| Bug #39816 | German collation under utf8_unicode_ci is incorrect | ||
|---|---|---|---|
| Submitted: | 2 Oct 2008 16:06 | Modified: | 6 Oct 2008 11:40 |
| Reporter: | Jay Pipes | Email Updates: | |
| Status: | Duplicate | Impact on me: | |
| Category: | MySQL Server: Charsets | Severity: | S3 (Non-critical) |
| Version: | 5.0.51 | OS: | Linux |
| Assigned to: | CPU Architecture: | Any | |
| Tags: | character sets, collation | ||
[2 Oct 2008 16:06]
Jay Pipes
[6 Oct 2008 11:28]
Susanne Ebrecht
Not a bug in 5.1:
Explaination:
German 1: ä = a, ß = s
German 2: ä = ae, ß = ss
utf8_unicode_ci and latin1_german1_ci are sorting the same way for this example
utf8_general_ci and latin1_german2_ci are sorting the same way for this example
Here my test:
Terminal: UTF8
SET NAMES UTF8;
create table t_utf8(v varchar(100))default charset=utf8;
create table t_latin1(v varchar(100))default charset=latin1;
insert into t_utf8 VALUES('Arg'),('Ärgerlich'),('Arm'),('Assistant'),('Aßlar'),('Assoziation');
insert into t_latin1 VALUES('Arg'),('Ärgerlich'),('Arm'),('Assistant'),('Aßlar'),('Assoziation');
Expected German1: Arg, Ärgerlich, Arm, Aßlar, Assistant, Assoziation
Expected German2: Ärgerlich, Arg, Arm, Assistant, Aßlar, Assoziation
select * from t_utf8 order by v COLLATE utf8_unicode_ci;
+-------------+
| v |
+-------------+
| Arg |
| Ärgerlich |
| Arm |
| Assistant |
| Aßlar |
| Assoziation |
+-------------+
select * from t_utf8 order by v COLLATE utf8_general_ci;
+-------------+
| v |
+-------------+
| Arg |
| Ärgerlich |
| Arm |
| Aßlar |
| Assistant |
| Assoziation |
+-------------+
select * from t_latin1 order by v COLLATE latin1_german1_ci;
+-------------+
| v |
+-------------+
| Arg |
| Ärgerlich |
| Arm |
| Aßlar |
| Assistant |
| Assoziation |
+-------------+
select * from t_latin1 order by v COLLATE latin1_german2_ci;
+-------------+
| v |
+-------------+
| Ärgerlich |
| Arg |
| Arm |
| Assistant |
| Aßlar |
| Assoziation |
+-------------+
So nothing to fix for MySQL 5.1. I have to test 5.0.
[6 Oct 2008 11:38]
Susanne Ebrecht
Sorry, I was blind.
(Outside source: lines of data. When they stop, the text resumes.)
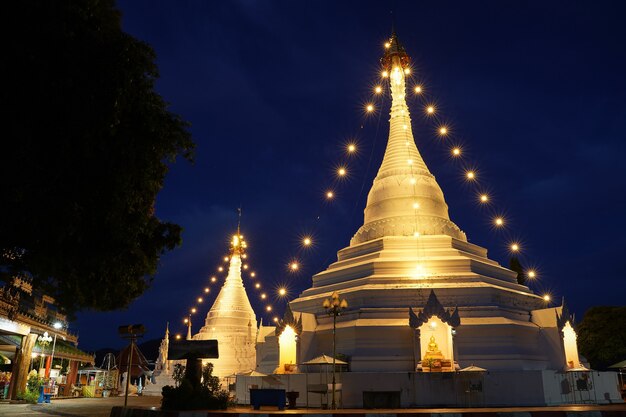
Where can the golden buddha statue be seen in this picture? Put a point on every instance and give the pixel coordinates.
(433, 350)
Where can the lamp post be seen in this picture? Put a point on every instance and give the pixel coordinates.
(57, 325)
(44, 340)
(334, 305)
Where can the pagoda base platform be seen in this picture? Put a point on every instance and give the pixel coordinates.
(444, 389)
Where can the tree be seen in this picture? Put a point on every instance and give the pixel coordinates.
(602, 336)
(86, 146)
(515, 265)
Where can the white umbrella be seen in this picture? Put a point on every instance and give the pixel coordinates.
(473, 368)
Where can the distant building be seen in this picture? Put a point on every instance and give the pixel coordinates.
(32, 330)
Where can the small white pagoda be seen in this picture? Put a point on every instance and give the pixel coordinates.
(231, 320)
(422, 301)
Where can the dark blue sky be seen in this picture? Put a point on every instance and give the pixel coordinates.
(534, 91)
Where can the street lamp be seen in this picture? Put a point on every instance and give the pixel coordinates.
(334, 305)
(44, 340)
(57, 325)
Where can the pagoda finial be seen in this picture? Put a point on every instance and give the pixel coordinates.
(405, 199)
(238, 245)
(239, 221)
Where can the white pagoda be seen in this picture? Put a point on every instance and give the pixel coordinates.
(231, 320)
(423, 302)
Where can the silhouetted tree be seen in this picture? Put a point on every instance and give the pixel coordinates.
(515, 265)
(602, 336)
(85, 149)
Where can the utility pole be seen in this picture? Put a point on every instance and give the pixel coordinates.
(132, 332)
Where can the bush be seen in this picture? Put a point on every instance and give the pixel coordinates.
(29, 396)
(206, 396)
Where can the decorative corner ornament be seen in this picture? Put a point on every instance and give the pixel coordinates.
(289, 320)
(434, 308)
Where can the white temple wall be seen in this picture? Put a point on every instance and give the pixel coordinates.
(499, 388)
(267, 354)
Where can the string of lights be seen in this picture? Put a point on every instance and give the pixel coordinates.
(343, 170)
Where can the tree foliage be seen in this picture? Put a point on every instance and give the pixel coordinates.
(86, 147)
(191, 395)
(602, 336)
(516, 265)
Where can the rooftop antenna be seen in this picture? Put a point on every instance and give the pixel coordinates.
(393, 17)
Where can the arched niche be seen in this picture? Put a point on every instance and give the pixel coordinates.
(288, 333)
(572, 360)
(436, 340)
(287, 348)
(434, 331)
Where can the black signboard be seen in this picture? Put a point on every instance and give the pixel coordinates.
(192, 349)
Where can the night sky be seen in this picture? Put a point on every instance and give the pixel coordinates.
(535, 92)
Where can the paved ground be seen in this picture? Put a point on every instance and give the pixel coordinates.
(101, 407)
(76, 407)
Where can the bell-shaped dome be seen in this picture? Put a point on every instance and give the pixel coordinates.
(405, 199)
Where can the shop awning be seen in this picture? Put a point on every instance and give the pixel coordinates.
(62, 349)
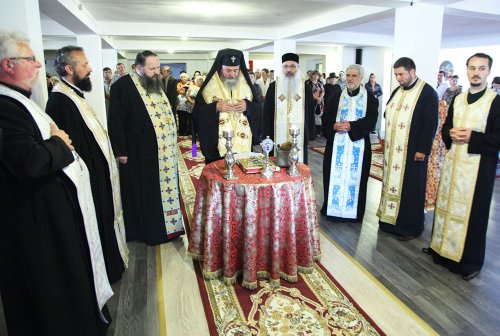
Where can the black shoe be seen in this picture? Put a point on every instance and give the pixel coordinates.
(406, 238)
(471, 276)
(426, 250)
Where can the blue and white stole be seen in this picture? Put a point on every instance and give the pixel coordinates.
(347, 159)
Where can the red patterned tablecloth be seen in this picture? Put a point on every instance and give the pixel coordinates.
(258, 227)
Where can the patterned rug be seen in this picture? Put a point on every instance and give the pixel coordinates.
(377, 163)
(315, 305)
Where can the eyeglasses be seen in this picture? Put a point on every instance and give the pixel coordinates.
(27, 58)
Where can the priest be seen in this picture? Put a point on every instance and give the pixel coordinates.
(52, 274)
(144, 138)
(227, 101)
(348, 118)
(411, 122)
(69, 109)
(289, 103)
(472, 135)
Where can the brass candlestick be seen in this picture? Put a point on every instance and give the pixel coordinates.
(229, 160)
(267, 146)
(294, 152)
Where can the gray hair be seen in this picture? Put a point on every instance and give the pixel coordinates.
(358, 68)
(10, 43)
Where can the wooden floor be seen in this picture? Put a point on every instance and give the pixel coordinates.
(447, 303)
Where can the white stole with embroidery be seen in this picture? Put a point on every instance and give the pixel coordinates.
(79, 175)
(347, 159)
(101, 136)
(458, 180)
(399, 114)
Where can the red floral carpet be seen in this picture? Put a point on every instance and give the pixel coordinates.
(377, 163)
(315, 305)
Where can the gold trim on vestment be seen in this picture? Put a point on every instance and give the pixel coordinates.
(458, 180)
(399, 114)
(163, 121)
(214, 91)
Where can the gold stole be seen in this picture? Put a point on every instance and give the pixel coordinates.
(459, 175)
(289, 110)
(101, 136)
(163, 121)
(237, 122)
(399, 114)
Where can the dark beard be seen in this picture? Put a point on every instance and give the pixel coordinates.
(151, 84)
(83, 84)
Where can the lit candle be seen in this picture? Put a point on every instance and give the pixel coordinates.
(294, 130)
(228, 134)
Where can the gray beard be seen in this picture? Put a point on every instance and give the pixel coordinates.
(230, 84)
(292, 84)
(151, 85)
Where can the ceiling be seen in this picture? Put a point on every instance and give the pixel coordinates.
(130, 26)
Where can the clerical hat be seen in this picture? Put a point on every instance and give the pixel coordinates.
(232, 59)
(290, 57)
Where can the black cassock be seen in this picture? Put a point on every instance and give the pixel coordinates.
(360, 129)
(67, 116)
(410, 221)
(132, 134)
(206, 119)
(487, 144)
(270, 110)
(46, 277)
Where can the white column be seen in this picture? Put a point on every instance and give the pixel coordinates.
(333, 61)
(282, 47)
(109, 59)
(91, 44)
(417, 35)
(24, 16)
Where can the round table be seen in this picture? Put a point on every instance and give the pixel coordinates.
(257, 227)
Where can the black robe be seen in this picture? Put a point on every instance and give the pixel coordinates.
(132, 134)
(410, 220)
(46, 278)
(486, 144)
(67, 116)
(206, 119)
(270, 110)
(360, 129)
(170, 88)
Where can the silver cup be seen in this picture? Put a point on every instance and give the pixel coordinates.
(294, 152)
(229, 160)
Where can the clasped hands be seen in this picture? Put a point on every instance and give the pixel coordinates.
(460, 135)
(342, 126)
(225, 106)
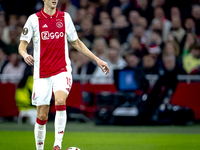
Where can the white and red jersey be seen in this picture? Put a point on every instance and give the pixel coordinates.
(50, 35)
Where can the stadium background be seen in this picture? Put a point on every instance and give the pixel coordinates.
(157, 39)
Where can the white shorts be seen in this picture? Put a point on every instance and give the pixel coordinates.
(42, 87)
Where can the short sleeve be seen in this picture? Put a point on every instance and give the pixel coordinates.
(70, 29)
(27, 31)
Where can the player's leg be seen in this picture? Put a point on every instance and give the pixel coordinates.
(40, 126)
(61, 117)
(42, 92)
(61, 87)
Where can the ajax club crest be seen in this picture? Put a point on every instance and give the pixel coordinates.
(59, 24)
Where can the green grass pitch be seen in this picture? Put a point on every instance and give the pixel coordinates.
(105, 137)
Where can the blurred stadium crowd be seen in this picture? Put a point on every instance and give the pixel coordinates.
(153, 36)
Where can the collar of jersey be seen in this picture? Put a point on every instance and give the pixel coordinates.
(48, 16)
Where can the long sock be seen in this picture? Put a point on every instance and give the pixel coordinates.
(60, 123)
(40, 133)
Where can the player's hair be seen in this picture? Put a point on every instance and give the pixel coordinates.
(175, 45)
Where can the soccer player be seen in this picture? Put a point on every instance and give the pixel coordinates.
(50, 29)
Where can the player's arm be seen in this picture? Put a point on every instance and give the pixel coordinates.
(23, 52)
(85, 51)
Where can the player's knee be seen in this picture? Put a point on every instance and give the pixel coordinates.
(60, 101)
(43, 116)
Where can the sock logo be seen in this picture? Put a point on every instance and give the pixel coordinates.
(61, 132)
(41, 143)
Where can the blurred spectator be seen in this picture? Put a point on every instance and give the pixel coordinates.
(86, 26)
(84, 3)
(149, 65)
(115, 61)
(99, 48)
(155, 52)
(2, 44)
(157, 3)
(175, 12)
(133, 18)
(132, 59)
(177, 29)
(144, 10)
(143, 22)
(171, 48)
(3, 60)
(196, 15)
(138, 31)
(116, 11)
(125, 6)
(155, 38)
(190, 25)
(2, 21)
(122, 25)
(108, 31)
(136, 46)
(191, 39)
(191, 62)
(15, 67)
(159, 13)
(67, 6)
(103, 16)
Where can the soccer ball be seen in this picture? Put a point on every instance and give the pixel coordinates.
(73, 148)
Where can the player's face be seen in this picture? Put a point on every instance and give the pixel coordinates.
(51, 3)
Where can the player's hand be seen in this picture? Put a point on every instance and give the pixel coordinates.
(103, 65)
(28, 59)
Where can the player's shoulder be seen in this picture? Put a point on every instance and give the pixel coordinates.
(32, 17)
(66, 14)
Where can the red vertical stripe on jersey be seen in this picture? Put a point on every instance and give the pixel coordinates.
(52, 43)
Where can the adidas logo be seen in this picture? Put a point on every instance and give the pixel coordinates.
(45, 26)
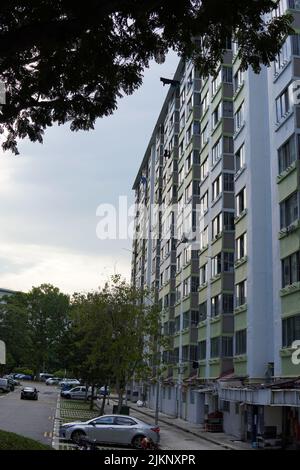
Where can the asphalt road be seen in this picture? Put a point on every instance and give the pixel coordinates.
(29, 418)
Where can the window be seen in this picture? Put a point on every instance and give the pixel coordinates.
(188, 162)
(186, 287)
(204, 238)
(204, 203)
(227, 109)
(290, 330)
(295, 44)
(189, 192)
(194, 284)
(240, 293)
(216, 82)
(227, 144)
(188, 135)
(204, 135)
(238, 80)
(202, 350)
(180, 176)
(216, 264)
(286, 154)
(228, 262)
(193, 352)
(196, 128)
(228, 182)
(225, 406)
(177, 324)
(226, 44)
(239, 118)
(240, 202)
(291, 269)
(216, 305)
(203, 274)
(204, 169)
(227, 346)
(228, 221)
(187, 253)
(185, 320)
(216, 115)
(294, 4)
(241, 342)
(217, 151)
(240, 158)
(215, 347)
(203, 311)
(284, 54)
(283, 103)
(185, 353)
(178, 293)
(217, 225)
(109, 420)
(204, 103)
(195, 318)
(216, 187)
(227, 303)
(124, 421)
(227, 74)
(289, 210)
(241, 246)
Collation utf8_general_ci is sorting the ß like German2 but Ä like German1. Anyway it is not recommended in Germany to use utf8_general_ci. It is recommended to use utf8_unicode_ci. This behaviour already is described here: http://dev.mysql.com/doc/refman/5.1/en/charset-unicode-sets.html Curious but true. The collation utf8_unicode_ci is using ß = ss from German 2 rule (DIN 5007-2) and ä=a, ö=o, ü=u from German 1 rule (DIN 5007-1). So the feature request is to change ä,ö,ü in utf8_unicode_ci to German 2 rules too or make an own utf8_german2_ci. I think there is already such a feature request.
[6 Oct 2008 11:40]
Susanne Ebrecht
This is a duplicate of bug #38758
[6 Oct 2008 12:18]
Susanne Ebrecht
This mad mix of German rules also is given at the Unicode description when you don't have own collations for the language.